« Ma vie en aparté » : face à face élève-professeure sur les planches du Studio Hébertot

Aparté : expression d’origine italienne et désignant un procédé théâtral grâce auquel un personnage parle à voix haute en s’adressant à lui-même mais sans que les autres personnages ne l’entendent.

L’aparté est ainsi une sorte d’astuce codifiée, pratique rituelle de la comédie, qui permet d’exprimer le monologue intérieur du personnage.

En apparence, elles ne s’expriment pas en aparté, les deux comédiennes présentes sur la scène du Studio Hébertot : la toute jeune et gracile actrice blonde qui s’essaye à l’un des rôles les plus écrasants du répertoire dramatique, celui de Phèdre ; et la professeure, Edwige, femme aux cheveux rouges, plus âgée mais toujours belle, qui la guide, la dirige, l’interrompt et grommelle de plaisir d’entendre dire ce texte.

Les deux femmes se parlent, se répondent, s’apostrophent dans une sorte de jeu de miroir permanent qui les fait s’interroger sur le théâtre, cet art de l’éphémère par lequel on pleure à peu près de tout et l’on rit souvent de peu de choses.

A partir de ce point de départ un peu commun, l’univers de la répétition, ce moment normalement caché au public pendant lequel on cherche, on tâtonne, on travaille, on hésite, on redoute, et qui doit, à tout prix, aboutir à la magie du spectacle achevé ; à partir donc de ce point de départ, la pièce de Gil Galliot interroge l’idée même du théâtre, le principe même du jeu, ce que signifie le fait de camper un personnage et comment on peut sortir indemne, ou à peu près, de certains grands textes du répertoire.

On réalise, chemin faisant, à travers les hésitations et questionnements de la jeune comédienne, à travers le trac toujours présent de la professeur aguerrie, que le théâtre ne peut être une suite de rôle qu’on endosse comme on changerait de chemise.

Les grands textes, ceux qui traversent les siècles, Shakespeare, Molière, Tchekhov ou Racine, possèdent une puissance sacrée et questionnent les douleurs fondamentales et les peurs essentielles de l’Humanité : la mort, l’abandon, l’interdit, le désir, la passion ou le crime.

Il faut bien qu’il y ait, au final, une explication à l’énigme initiale de la pièce : pourquoi donc Edwige, l’enseignante qui est en train de faire travailler sa jeune élève, n’a-t-elle jamais accepté, toute sa carrière durant, de jouer le rôle de Phèdre ?

Les Grecs, dans l’antiquité, transfiguraient les interrogations fondamentales en figures divines.

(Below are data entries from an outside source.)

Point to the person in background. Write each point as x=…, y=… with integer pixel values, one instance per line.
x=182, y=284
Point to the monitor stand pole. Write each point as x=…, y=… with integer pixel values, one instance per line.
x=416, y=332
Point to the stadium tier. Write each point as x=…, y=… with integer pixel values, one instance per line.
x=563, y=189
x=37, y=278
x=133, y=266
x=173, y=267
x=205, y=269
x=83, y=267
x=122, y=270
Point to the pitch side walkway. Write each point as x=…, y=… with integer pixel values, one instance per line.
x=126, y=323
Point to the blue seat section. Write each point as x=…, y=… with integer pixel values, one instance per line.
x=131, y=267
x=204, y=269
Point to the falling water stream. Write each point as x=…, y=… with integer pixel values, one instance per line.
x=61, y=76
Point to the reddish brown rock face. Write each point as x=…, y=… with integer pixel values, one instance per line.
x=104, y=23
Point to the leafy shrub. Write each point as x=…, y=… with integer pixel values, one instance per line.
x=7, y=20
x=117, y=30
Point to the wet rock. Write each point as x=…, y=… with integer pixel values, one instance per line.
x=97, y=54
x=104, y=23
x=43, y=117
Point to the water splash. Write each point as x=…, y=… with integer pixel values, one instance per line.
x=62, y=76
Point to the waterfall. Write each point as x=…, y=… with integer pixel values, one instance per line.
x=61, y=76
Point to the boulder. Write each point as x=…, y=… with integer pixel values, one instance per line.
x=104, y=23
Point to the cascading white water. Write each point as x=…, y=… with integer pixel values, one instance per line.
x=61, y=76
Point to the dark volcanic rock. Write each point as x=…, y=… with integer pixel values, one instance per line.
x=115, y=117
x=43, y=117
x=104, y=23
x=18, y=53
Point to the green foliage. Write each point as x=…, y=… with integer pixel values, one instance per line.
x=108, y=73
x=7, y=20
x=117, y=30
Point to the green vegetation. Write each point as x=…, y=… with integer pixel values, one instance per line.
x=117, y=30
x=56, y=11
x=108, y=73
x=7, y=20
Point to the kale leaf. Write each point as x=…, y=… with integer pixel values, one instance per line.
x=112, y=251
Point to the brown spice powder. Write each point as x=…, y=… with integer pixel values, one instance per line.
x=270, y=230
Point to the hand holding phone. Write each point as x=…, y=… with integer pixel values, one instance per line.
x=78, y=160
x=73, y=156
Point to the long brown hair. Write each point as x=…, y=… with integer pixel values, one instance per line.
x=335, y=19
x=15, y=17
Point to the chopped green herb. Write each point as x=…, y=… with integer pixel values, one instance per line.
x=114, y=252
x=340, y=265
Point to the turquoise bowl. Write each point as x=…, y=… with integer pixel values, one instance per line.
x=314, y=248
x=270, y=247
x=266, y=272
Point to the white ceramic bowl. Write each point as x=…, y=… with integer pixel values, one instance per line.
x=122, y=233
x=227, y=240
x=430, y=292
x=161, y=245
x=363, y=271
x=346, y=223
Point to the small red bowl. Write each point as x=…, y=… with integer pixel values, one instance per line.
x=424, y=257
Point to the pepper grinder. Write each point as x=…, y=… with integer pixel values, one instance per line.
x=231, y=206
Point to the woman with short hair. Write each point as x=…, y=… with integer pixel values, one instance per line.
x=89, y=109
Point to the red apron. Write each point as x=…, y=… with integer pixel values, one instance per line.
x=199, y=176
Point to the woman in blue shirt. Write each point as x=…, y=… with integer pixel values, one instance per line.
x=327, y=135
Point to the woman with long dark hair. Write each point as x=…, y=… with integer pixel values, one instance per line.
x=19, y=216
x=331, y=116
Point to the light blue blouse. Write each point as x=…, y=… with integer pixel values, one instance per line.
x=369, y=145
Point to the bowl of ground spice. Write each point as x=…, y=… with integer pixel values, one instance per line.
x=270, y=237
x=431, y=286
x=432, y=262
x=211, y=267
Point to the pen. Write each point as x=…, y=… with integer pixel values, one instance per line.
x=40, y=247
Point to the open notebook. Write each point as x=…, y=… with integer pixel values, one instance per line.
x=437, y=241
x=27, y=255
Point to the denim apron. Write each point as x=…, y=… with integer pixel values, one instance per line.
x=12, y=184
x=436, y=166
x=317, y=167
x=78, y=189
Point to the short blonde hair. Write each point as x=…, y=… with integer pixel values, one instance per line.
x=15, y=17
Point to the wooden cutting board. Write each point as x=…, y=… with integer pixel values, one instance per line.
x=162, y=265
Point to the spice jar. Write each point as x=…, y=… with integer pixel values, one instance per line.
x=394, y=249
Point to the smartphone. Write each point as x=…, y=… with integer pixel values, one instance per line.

La tragédie classique, elle, les retranscrivait dans des personnages emblématiques. C’est ce que l’homme contemporain ne parvient guère à exprimer que dans le secret bien gardé des cabinets de psychanalyse. C’est peut-être un peu à une sorte de séance d’analyse que nous assistons lorsque, par la magie du théâtre, un simple rideau opaque en fond de scène permet de nous plonger dans le passé des personnages, de leur rendre leurs vingt ans, leurs dix ans, leur enfance…

Et puis la pièce, chemin faisant, insiste — un peu à la façon dont le faisait autrefois Ingmar Berman dans certains de ses grands films lumineux de clairvoyance — sur le dévouement quasi sacerdotal de l’actrice qui ne semble vivre sa vie que par parenthèse entre deux spectacles. Une vie en aparté, comme si le réel n’était qu’un pis-aller au milieu des fastes raciniens. Comme si la vie n’était qu’une mauvaise metteuse en scène, incapable de dompter nos terreurs sous le fouet méthodique de l’alexandrin.

Bérangère Dautun et Clara Symchowicz donnent le ton juste à ces deux comédiennes qui se livrent un duel verbal parfois tendre parfois cruel, comme si l’une et l’autre se battaient, tant qu’à faire, avec l’ombre d’elles-mêmes.

Ma vie en aparté, actuellement au Studio Hébertot.